计算机工程与应用 ›› 2024, Vol. 60 ›› Issue (5): 62-75.DOI: 10.3778/j.issn.1002-8331.2305-0294

• 热点与综述 • 上一篇    下一篇

多模态检索研究综述

金涛,金冉,侯腾达,袁杰,顾骁哲   

  1. 1.浙江万里学院 大数据与软件工程学院,浙江 宁波 315100
    2.江苏电力信息技术有限公司,南京 210003
  • 出版日期:2024-03-01 发布日期:2024-03-01

Review of Research on Multimodal Retrieval

JIN Tao, JIN Ran, HOU Tengda, YUAN Jie, GU Xiaozhe   

  1. 1.College of Big Data and Software Engineering, Zhejiang Wanli University, Ningbo, Zhejiang 315100, China
    2.Jiangsu Electric Power Information Technology Co., Ltd., Nanjing, Jiangsu 210003, China
  • Online:2024-03-01 Published:2024-03-01

摘要: 多模态数据的日益增长使得多模态检索技术也相继受到了不少关注。随着汽车、医学等行业引入计算机与大数据技术,大量的行业数据其本身都是以多模态形式呈现出来的,行业的快速发展使人们对信息的需求不断增加,单一模态数据检索已经无法满足人们对信息的需求。为了解决这些问题,满足一种模态的数据检索其他模态数据的需求,通过文献的查阅对多模态检索的方法进行研究,分析了公共子空间、深度学习、多模态哈希算法等不同的研究方法,梳理了近年来提出的解决这些问题的多模态检索技术。最后,对近几年来提出的多模态检索方法根据检索的准确性、检索的效率以及特点等多方面进行评价对比;对多模态检索所遇到的挑战进行分析,并展望多模态检索未来的应用前景。

关键词: 多模态检索, 公共子空间, 深度学习, 哈希算法

Abstract: With the increasing of multimodal data, multimodal retrieval technology has received a lot of attention. With the introduction of computer and big data technology in automobile, medical and other industries, a large amount of industry data itself are presented in a multi-modal form. With the rapid development of the industry, people’s demand for information is constantly increasing, and single modal data retrieval can no longer meet people’s demand for information.
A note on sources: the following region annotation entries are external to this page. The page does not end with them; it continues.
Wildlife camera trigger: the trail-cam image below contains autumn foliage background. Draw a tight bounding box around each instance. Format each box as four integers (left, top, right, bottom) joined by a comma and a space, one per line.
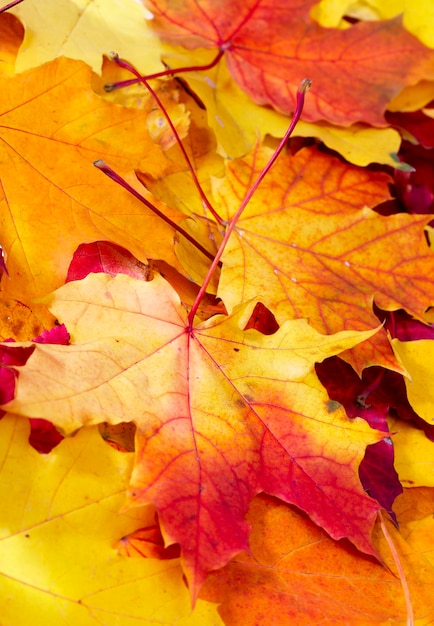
0, 0, 434, 626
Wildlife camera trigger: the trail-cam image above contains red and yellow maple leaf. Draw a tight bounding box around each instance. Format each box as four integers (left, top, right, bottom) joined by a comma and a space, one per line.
144, 0, 434, 126
2, 274, 381, 598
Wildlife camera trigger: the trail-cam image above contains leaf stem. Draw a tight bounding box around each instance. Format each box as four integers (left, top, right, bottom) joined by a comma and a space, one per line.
102, 48, 225, 91
107, 50, 223, 225
94, 159, 214, 261
188, 78, 312, 331
378, 511, 414, 626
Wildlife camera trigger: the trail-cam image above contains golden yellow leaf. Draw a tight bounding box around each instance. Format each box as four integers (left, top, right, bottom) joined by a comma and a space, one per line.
0, 416, 222, 626
392, 339, 434, 424
388, 419, 434, 487
12, 0, 166, 73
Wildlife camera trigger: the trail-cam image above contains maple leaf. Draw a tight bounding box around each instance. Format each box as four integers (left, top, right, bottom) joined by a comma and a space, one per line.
392, 339, 434, 425
139, 45, 406, 169
209, 148, 434, 373
3, 274, 381, 598
144, 0, 434, 126
0, 54, 187, 304
0, 13, 24, 75
201, 489, 434, 626
0, 416, 221, 626
12, 0, 166, 73
389, 417, 434, 487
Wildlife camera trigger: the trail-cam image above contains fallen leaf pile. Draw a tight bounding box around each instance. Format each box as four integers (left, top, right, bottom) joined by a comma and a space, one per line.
0, 0, 434, 626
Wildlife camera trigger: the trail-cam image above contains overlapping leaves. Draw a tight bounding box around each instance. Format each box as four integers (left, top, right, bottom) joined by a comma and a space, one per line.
8, 274, 378, 597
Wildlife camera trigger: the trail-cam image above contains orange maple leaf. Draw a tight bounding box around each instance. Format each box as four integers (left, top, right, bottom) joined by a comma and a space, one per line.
0, 53, 188, 304
2, 274, 382, 598
143, 0, 434, 126
201, 490, 434, 626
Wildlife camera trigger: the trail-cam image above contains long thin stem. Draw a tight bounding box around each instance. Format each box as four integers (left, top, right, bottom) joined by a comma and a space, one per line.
104, 49, 225, 91
108, 52, 223, 225
378, 511, 414, 626
0, 0, 23, 13
188, 78, 312, 330
94, 159, 214, 261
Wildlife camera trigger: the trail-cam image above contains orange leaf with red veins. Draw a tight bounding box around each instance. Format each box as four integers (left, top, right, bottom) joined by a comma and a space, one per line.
214, 148, 434, 372
143, 0, 434, 126
201, 489, 434, 626
0, 58, 188, 304
3, 274, 382, 598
In order to solve these problems and meet the needs of data retrieval from one mode and other modes, this paper studies multi-modal retrieval methods through literature review, analyzes different research methods such as common subspace, deep learning and multi-modal Hash algorithm, and sorts out the multi-modal retrieval techniques proposed by researchers in recent years to solve these problems. Finally, the multimodal retrieval methods proposed in recent years are evaluated and compared according to the accuracy, efficiency and characteristics of the retrieval. This paper analyzes the challenges encountered in multimodal retrieval and looks forward to the future application prospects of multimodal retrieval.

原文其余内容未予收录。